Still, what many of our researchers really wanted after finishing this study was an opportunity to get back to doing some face-to-face research! Up until the pandemic, our work has focused primarily on immersion research, and so many of us are at heart field researchers. Doing fieldwork is how we get refreshed and re-motivated, so we hope that the pandemic situation will continue to improve. There’s just no substitute for an in-person experience (this is one reason why you may have noticed that we have continued to try to include some fieldwork on current studies), although we know that we have to be flexible, especially now. We also want to keep experimenting with other research tools since, for example, some of the tools we used remotely for this study could also complement in-person approaches to research.
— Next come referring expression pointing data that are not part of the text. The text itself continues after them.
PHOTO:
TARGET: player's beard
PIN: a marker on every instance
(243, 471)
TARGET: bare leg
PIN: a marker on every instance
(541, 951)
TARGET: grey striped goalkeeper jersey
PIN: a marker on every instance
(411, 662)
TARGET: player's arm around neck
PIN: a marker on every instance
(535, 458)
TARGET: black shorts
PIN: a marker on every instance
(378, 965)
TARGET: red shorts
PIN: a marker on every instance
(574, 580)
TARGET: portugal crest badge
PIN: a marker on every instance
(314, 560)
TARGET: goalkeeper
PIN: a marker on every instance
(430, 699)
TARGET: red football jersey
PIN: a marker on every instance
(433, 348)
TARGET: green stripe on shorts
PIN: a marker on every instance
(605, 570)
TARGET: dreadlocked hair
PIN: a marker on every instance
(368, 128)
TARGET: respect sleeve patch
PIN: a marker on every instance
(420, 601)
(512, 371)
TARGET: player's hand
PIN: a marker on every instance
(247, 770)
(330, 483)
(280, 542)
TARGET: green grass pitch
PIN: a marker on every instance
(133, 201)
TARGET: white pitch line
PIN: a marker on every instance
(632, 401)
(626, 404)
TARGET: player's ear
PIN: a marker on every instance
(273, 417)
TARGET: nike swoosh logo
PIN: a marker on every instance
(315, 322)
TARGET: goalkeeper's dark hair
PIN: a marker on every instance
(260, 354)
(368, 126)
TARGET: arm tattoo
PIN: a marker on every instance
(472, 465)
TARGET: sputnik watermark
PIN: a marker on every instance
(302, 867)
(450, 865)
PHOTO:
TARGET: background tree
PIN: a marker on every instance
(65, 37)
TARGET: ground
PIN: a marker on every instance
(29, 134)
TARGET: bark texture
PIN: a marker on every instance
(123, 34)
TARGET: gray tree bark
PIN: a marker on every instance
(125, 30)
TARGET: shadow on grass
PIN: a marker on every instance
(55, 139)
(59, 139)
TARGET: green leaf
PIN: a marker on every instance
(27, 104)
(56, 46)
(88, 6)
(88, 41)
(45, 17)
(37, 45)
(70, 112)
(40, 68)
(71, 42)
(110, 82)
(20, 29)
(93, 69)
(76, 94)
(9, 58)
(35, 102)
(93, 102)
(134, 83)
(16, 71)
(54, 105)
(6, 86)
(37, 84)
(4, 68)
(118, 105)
When doing immersions, often one of the best but also bittersweet moments is when we are leaving and have to ‘pamit’ and say goodbye. Families often ask us, ‘When will you come visit again’? During this remote study, we also faced this difficult question, and just like in-person, all we could do is say that although we don’t know when, we hope to have a chance to visit again sometime. If we’re able to get through this pandemic and actually have this opportunity with any of these families, it will probably now be an even sweeter experience.
We are very thankful for the relationships with the participating families and appreciate all of the time families gave as part of this study. We are also grateful for the opportunity to conduct this study and to be able to share these families’ perspectives and experiences during this pandemic.